We end with a bumper crop of articles, beginning with a report by Hedden and colleagues on page e234 describing how they developed, implemented, and evaluated a supportive care program for patients with prostate cancer. That is followed by a literature-based review article by Ibrahim colleagues detailing the effectiveness of duloxetine in the treatment of painful chemotherapy-induced peripheral neuropathy (p. e243). In the original research section, on page e250, Palmisiano and colleagues report on mortality outcomes in hospitalized patients with cancer after rapid response team activation; Jeurkar and colleagues compare risk models guiding growth factor use in chemotherapy (p. e256); and Chao and colleagues describe the symptom burdens associated with chemotherapy-induced anemia in patients with late-stage cancer (e260).

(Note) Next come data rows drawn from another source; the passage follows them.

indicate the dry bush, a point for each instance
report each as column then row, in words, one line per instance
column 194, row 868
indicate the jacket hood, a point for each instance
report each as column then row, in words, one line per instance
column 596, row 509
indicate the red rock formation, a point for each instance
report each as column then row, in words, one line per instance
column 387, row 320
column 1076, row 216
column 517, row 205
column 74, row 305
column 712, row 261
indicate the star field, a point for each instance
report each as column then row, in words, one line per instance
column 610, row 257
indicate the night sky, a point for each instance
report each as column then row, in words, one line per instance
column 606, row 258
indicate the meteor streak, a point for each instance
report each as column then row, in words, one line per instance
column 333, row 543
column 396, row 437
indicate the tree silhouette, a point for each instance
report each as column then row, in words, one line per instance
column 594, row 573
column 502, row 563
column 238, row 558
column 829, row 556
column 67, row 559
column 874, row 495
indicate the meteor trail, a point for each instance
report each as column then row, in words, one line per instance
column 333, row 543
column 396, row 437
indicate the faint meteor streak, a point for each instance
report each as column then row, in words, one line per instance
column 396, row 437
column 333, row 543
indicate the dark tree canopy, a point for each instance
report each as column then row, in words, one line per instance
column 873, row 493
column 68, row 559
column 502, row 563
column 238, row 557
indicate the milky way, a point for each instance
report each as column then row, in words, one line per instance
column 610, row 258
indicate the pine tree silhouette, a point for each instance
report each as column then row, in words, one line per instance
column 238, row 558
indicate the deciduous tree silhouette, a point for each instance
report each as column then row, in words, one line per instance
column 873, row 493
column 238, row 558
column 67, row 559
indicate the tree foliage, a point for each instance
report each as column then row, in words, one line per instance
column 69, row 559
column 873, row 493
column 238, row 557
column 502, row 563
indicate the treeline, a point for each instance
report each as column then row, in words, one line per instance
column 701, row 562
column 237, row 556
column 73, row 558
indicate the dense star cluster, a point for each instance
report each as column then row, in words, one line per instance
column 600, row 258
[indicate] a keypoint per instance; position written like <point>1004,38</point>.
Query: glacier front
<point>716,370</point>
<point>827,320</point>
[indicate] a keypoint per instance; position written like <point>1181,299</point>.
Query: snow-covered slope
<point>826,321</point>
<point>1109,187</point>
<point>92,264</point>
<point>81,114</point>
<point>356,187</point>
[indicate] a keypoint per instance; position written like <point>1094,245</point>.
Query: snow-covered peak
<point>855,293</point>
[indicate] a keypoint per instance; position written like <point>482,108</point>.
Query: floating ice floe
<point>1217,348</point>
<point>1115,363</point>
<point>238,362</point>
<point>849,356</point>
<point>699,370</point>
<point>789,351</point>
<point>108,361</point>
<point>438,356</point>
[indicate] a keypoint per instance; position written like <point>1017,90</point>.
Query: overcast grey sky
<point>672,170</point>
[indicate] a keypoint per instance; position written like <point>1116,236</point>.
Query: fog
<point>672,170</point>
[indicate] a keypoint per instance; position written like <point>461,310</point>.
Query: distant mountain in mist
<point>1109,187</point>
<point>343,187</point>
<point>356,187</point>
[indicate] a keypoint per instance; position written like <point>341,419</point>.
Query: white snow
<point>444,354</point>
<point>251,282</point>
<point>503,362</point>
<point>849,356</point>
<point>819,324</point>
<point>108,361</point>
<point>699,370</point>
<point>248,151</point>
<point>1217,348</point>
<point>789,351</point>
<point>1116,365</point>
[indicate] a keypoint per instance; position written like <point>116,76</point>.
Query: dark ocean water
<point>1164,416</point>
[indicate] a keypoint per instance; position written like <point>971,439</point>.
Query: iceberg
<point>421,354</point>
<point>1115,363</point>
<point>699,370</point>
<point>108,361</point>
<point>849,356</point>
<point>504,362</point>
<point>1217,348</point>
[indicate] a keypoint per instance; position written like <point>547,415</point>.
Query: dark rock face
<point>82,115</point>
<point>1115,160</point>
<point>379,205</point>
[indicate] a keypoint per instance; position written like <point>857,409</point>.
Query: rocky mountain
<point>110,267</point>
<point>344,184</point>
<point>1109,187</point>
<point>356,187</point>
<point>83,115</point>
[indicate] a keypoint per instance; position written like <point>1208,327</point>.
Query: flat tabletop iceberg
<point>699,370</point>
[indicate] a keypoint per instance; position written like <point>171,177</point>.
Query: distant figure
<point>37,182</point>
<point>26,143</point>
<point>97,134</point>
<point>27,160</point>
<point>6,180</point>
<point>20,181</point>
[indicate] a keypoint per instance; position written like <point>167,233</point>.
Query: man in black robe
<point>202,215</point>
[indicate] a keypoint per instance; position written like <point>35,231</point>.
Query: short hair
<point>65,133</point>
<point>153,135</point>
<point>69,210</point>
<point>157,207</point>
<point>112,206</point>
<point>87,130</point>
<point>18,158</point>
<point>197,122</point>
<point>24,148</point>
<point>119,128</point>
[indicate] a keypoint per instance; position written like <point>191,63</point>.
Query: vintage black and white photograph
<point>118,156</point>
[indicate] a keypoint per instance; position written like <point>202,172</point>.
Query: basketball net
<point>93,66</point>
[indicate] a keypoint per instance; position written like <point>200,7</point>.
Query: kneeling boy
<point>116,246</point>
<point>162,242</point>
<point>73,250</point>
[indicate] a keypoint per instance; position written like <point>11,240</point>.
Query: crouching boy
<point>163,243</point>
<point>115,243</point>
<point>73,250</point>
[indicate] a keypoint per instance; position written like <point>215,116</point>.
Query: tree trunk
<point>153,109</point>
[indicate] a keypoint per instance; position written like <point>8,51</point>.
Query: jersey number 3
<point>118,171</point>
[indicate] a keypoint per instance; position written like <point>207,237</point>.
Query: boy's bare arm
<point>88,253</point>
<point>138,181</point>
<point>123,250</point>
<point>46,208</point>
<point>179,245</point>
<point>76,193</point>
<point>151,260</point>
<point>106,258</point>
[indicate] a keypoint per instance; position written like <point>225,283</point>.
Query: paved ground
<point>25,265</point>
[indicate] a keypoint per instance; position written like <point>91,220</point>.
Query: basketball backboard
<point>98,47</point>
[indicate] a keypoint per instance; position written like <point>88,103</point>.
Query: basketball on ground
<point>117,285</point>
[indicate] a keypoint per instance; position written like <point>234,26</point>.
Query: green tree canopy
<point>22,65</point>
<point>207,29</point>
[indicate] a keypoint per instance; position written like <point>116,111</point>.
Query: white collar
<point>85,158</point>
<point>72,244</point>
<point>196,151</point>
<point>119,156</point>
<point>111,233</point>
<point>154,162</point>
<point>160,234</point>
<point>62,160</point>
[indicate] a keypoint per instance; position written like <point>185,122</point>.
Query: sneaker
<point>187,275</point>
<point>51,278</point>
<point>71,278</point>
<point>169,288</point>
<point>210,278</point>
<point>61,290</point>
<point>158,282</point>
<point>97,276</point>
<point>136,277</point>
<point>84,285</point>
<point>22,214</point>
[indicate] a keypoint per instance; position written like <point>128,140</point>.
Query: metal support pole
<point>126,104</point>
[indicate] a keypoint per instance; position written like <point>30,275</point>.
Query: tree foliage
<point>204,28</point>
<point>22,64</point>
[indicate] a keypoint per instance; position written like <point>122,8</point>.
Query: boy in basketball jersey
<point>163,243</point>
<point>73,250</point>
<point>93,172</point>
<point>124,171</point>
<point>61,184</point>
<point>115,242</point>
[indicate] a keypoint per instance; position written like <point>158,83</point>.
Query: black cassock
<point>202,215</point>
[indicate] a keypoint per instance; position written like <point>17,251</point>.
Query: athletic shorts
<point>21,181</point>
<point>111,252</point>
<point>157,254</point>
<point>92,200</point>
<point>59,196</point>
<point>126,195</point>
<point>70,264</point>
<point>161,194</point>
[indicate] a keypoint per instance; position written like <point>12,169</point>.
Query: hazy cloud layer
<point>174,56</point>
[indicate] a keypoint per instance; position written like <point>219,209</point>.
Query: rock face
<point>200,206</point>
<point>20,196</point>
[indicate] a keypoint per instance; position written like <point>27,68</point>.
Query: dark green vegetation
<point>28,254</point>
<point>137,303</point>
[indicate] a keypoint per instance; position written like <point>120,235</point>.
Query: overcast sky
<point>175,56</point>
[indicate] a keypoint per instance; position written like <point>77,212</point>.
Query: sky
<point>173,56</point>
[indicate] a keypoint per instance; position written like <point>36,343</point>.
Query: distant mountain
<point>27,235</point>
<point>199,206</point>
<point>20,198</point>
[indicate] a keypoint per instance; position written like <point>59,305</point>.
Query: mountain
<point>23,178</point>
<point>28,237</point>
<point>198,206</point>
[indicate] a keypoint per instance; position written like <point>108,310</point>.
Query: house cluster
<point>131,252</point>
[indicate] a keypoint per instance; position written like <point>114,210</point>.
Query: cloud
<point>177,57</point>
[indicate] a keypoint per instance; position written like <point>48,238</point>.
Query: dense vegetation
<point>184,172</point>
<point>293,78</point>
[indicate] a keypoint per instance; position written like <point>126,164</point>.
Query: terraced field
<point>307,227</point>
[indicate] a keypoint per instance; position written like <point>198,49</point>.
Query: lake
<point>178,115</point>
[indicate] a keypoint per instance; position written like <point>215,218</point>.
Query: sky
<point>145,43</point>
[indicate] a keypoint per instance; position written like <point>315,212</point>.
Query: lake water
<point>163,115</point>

Challenging and elusive are the key words in this issue's Case Reports in which Pollock and colleagues describe the difficulties in managing a cetuximab rash (p. e272), Roberts and colleagues write about elevated liver function tests in a patient on palbociclib and fulvestrant (p. e277), and Mukherjee and colleagues describe a patient with intravascular large B-cell lymphoma, who presented both a diagnostic and management challenge for the care team (p. e280). Turn to page e283, where our regular contributor, Jane de Lartigue, has written an in-depth review on everything you need to know about biosimilars. Susan London follows up on page e290 with an article on findings from studies on biosimilars for 3 oncology drugs that were reported at this year’s annual meeting of the American Society of Clinical Oncology. Dr de Lartigue also reports on the approval of dabrafenib and trametinib for BRAF-mutant melanoma (e228) and osimertinib for advanced non–small-cell lung cancer (p. e231).

And finally…

I wish you and your colleagues and families all good things for the coming year. Thank you and goodbye – and stay in touch by downloading my podcast!